Of 87 pts, 53% were female, 14% were Black, and 16% were Hispanic. Median age was 67 (range 39–90) years. Most (93%) received treatment in the inpatient setting; all outpatient treatment was given with tocilizumab prophylaxis. Median prior lines of therapy was 6 (range 2–11); 87% were triple-refractory, and 45% penta-refractory. Talq was used as bridging to CAR-T in 36% pts. Prior therapies included autologous stem cell transplant (ASCT) in 57 (66%), CAR-T in 46 (53%), and prior BsAb in 29 (33%). High-risk cytogenetics were present in 64 (74%), and 24 (28%) had high (> 50%) marrow plasma cell burden. Twenty-nine percent pts had ECOG performance status (PS) of ≥2.

Best overall responses were: sCR in 15 (17%), CR in 15 (17%), VGPR in 14 (16%), PR in 25 (29%), MR in 1 (1%), SD in 2 (2%), and PD in 12 (14%). ORR was 79%, with 72% achieving response by day 30. Seventy percent (29/41) pts attained MRD negativity by NGS. Median progression-free survival (PFS) was 8.4 months (95% CI 3.9–12.6), median overall survival (OS) was not reached, with a median follow-up of 10.1 months (range 0.7–22.7). The median duration of Talq treatment was 2.5 months (range 0–18.7).

In univariate analysis, high-risk cytogenetics were associated with inferior PFS (HR 2.64, 95% CI: 1.10–6.29; p = 0.023). Inferior OS was observed in patients with high-risk cytogenetics (HR 9.70, 95% CI: 1.31–71.62; p = 0.006) and those with prior BsAb exposure (HR 2.36, 95% CI: 1.00–5.62; p = 0.044). In multivariate analysis, PFS remained significantly worse in patients with prior BsAb exposure (HR 2.35, 95% CI: 1.11–4.97; p = 0.026) and those with high-risk cytogenetics (HR 3.21, 95% CI: 1.20–8.57; p = 0.020).
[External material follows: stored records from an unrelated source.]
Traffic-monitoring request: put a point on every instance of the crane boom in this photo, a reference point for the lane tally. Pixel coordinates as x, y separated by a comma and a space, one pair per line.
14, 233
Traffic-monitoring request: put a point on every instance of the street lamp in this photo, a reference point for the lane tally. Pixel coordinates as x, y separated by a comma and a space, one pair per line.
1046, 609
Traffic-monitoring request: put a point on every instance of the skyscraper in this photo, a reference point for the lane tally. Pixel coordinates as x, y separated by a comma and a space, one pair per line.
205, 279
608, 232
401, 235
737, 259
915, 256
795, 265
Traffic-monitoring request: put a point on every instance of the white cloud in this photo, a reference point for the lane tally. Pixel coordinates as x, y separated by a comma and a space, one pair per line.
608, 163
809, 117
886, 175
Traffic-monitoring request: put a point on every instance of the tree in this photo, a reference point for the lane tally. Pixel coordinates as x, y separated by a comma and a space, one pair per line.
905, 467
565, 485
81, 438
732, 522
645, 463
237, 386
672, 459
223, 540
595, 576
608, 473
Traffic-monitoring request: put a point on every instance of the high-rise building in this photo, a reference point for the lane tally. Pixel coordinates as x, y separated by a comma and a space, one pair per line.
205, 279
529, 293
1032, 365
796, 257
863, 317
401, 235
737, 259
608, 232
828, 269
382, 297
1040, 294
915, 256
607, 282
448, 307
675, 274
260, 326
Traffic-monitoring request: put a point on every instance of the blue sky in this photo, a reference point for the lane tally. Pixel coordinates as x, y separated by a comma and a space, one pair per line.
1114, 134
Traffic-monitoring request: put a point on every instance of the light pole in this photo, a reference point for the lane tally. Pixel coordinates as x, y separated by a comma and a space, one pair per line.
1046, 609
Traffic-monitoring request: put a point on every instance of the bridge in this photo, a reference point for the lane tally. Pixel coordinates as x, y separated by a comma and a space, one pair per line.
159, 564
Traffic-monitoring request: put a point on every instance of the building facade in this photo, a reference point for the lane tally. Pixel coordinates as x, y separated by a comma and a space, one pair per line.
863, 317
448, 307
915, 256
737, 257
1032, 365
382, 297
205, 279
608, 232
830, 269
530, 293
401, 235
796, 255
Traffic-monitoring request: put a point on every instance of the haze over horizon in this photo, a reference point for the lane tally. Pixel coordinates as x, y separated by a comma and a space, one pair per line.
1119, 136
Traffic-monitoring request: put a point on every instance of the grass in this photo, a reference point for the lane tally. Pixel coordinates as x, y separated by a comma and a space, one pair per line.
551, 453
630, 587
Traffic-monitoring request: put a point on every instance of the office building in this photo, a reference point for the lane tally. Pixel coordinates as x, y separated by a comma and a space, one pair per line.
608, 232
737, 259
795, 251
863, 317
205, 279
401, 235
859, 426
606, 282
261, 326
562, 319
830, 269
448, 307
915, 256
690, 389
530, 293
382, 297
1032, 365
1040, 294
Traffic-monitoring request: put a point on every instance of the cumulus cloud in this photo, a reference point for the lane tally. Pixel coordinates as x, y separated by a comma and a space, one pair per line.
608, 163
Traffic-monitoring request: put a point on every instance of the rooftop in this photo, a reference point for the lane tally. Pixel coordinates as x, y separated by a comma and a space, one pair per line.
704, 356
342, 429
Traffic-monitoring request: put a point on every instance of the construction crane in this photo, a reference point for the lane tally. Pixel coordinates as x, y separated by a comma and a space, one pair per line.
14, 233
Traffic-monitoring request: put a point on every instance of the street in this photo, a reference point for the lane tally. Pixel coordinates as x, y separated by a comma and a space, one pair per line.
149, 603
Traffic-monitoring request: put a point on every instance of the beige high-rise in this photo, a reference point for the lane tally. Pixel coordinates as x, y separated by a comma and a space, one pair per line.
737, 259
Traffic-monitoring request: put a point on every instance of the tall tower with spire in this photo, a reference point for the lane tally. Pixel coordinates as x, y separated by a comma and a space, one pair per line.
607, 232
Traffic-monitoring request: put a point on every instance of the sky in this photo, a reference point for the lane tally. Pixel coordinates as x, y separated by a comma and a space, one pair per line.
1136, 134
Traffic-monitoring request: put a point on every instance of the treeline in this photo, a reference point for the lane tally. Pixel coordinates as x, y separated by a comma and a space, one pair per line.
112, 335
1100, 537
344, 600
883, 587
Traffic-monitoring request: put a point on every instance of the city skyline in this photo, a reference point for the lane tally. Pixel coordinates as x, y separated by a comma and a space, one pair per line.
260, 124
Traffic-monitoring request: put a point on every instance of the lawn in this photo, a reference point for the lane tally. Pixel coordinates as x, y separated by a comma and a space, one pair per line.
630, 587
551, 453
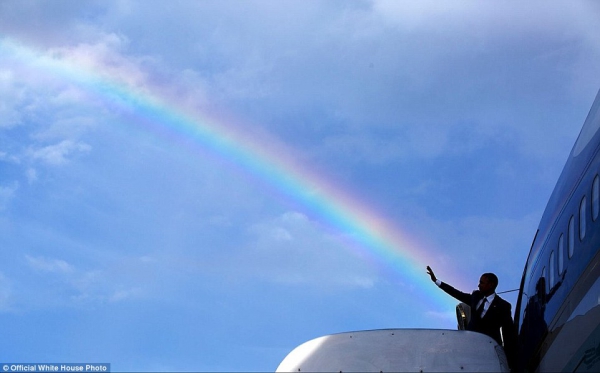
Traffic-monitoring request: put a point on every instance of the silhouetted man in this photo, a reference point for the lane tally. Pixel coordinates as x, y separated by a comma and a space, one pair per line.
489, 312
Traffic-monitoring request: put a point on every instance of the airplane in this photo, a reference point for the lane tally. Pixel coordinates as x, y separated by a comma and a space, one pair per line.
557, 316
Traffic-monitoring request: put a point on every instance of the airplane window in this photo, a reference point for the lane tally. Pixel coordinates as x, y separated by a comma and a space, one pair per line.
544, 277
571, 236
561, 253
595, 198
551, 268
582, 219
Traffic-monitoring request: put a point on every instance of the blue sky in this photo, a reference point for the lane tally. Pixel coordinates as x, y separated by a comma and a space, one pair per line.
125, 241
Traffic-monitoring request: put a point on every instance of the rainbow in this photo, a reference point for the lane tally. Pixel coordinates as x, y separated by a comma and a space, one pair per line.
360, 227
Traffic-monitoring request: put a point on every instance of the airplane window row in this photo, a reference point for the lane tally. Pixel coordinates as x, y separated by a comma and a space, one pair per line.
553, 262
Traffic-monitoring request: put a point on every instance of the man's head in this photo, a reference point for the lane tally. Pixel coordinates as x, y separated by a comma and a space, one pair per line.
488, 283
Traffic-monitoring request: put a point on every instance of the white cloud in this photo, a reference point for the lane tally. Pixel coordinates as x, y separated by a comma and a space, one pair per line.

Prior BsAb exposure was also associated with inferior OS (HR 2.91, 95% CI: 1.21–6.98; p = 0.017). No significant differences in outcomes were noted based on gender, prior ASCT, CAR-T therapy, prior BCMA-targeted therapies, PS, or marrow disease burden.
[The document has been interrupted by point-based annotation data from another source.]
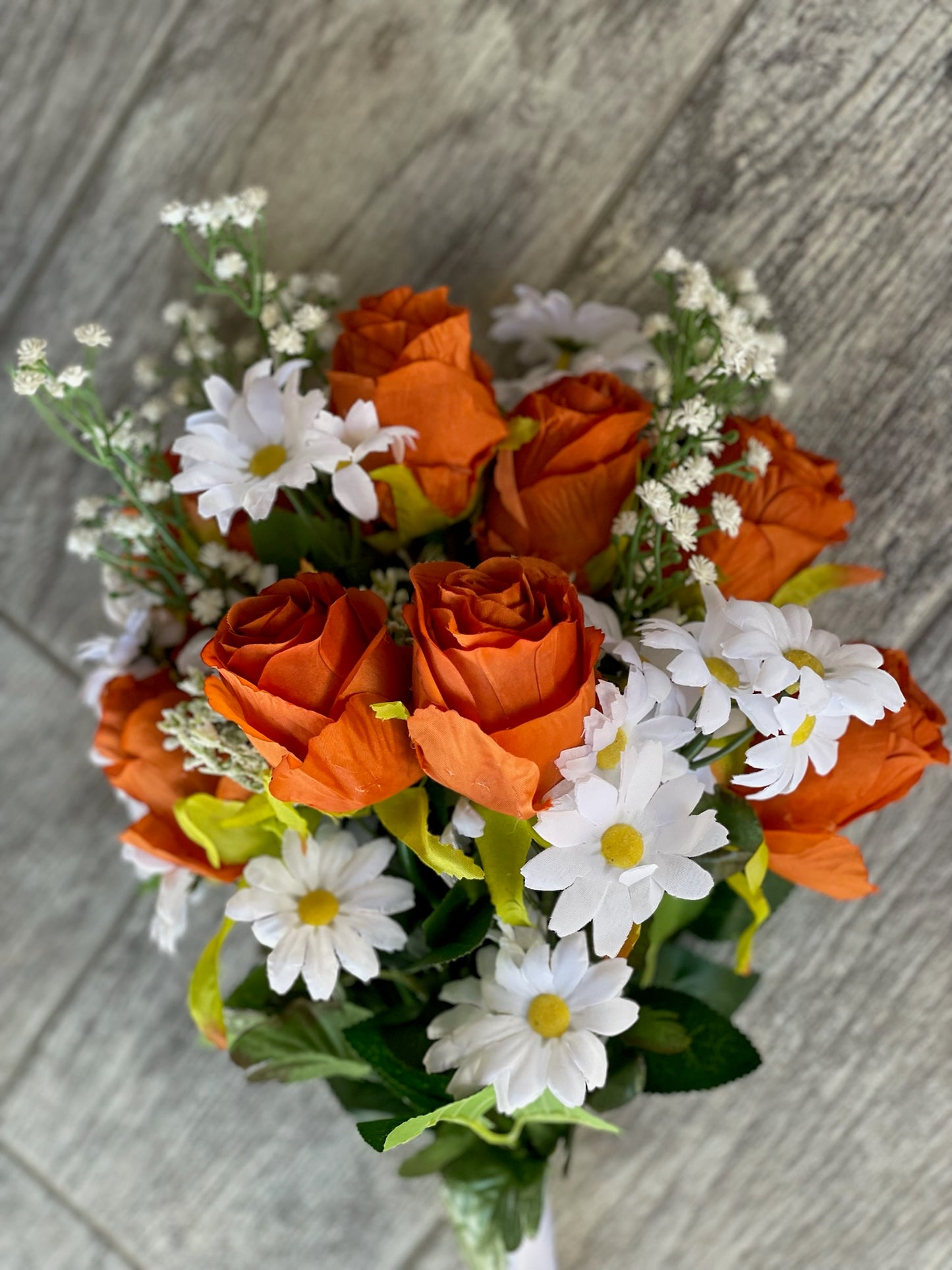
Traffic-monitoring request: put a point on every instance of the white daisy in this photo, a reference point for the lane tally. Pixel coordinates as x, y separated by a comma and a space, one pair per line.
617, 849
358, 436
323, 907
785, 643
563, 339
249, 445
175, 888
702, 663
809, 734
626, 720
531, 1020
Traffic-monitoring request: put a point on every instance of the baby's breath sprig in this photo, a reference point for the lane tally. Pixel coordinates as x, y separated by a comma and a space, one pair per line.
714, 355
225, 242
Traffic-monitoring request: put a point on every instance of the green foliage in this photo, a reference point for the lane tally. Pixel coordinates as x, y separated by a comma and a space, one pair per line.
418, 1089
495, 1200
456, 927
305, 1043
686, 1044
727, 916
717, 986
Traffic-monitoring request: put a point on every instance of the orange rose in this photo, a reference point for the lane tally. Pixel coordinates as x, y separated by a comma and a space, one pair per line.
503, 678
140, 766
790, 515
410, 355
556, 496
300, 666
878, 764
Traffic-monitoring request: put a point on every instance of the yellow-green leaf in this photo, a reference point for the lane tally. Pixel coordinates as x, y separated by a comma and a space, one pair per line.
414, 512
205, 1001
405, 817
749, 886
233, 832
804, 587
503, 849
522, 428
390, 710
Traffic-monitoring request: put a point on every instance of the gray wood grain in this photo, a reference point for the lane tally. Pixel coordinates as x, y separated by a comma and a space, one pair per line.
462, 142
64, 884
38, 1232
816, 150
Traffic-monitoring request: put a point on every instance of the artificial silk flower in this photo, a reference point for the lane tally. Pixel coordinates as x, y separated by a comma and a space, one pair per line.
616, 850
549, 328
322, 908
175, 887
361, 434
250, 444
627, 720
785, 643
702, 663
532, 1019
808, 734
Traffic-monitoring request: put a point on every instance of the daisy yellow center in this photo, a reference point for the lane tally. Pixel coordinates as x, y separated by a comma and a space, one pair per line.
800, 658
318, 907
723, 671
623, 846
609, 756
804, 732
267, 460
549, 1015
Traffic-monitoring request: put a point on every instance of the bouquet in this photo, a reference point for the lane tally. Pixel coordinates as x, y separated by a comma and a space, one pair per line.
489, 712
ORR was significantly lower among pts with prior BsAb (67% [18/27] vs 89% [39/44]; OR 0.26, 95% CI 0.08–0.88, p=0.03), and those with high-risk cytogenetics (76% [47/62] vs 100% [22/22], p=0.009). No ORR differences were observed based on gender, prior ASCT, CAR-T, BCMA exposure, PS, or marrow burden.

Cytokine release syndrome (CRS) occurred in 50 pts (57%), with ≥Grade 2 events in 20 (23%). Immune effector cell-associated neurotoxicity syndrome (ICANS) was observed in 15 (17%), with ≥Grade 2 events in 8 (9%). None of the patients treated in the outpatient setting experienced Grade ≥2 CRS/ICANS, suggesting effective mitigation with prophylactic tocilizumab. Other toxicities include oral toxicities (dysgeusia, dry mouth, dysphagia, mucositis, and oral sores) in 64 pts (73.6%), skin toxicities such as rash, dry skin, and desquamation in 57 pts (65.5%), and nail toxicities, including pitting, onycholysis, and brittle nails, were reported in 30 pts (34.5%). Infections occurred in 29 (33%) pts: bacterial (n=12), viral (n=13), bacterial + viral (n=2), and fungal (n=2); 14 of them required IV antibiotics/hospitalization. Talq was discontinued in 55 (63%)—due to bridging to CAR-T (n=21), progression (n=22), toxicity (n=8), or death (n=4).

In this real-world RRMM cohort, Talq demonstrated an ORR of 79%, with early responses and manageable toxicity. Prior BsAb exposure, and high-risk cytogenetics were independently associated with inferior outcomes. These findings underscore the need for risk-adapted strategies and treatment continuity to optimize BsAb therapy in advanced myeloma.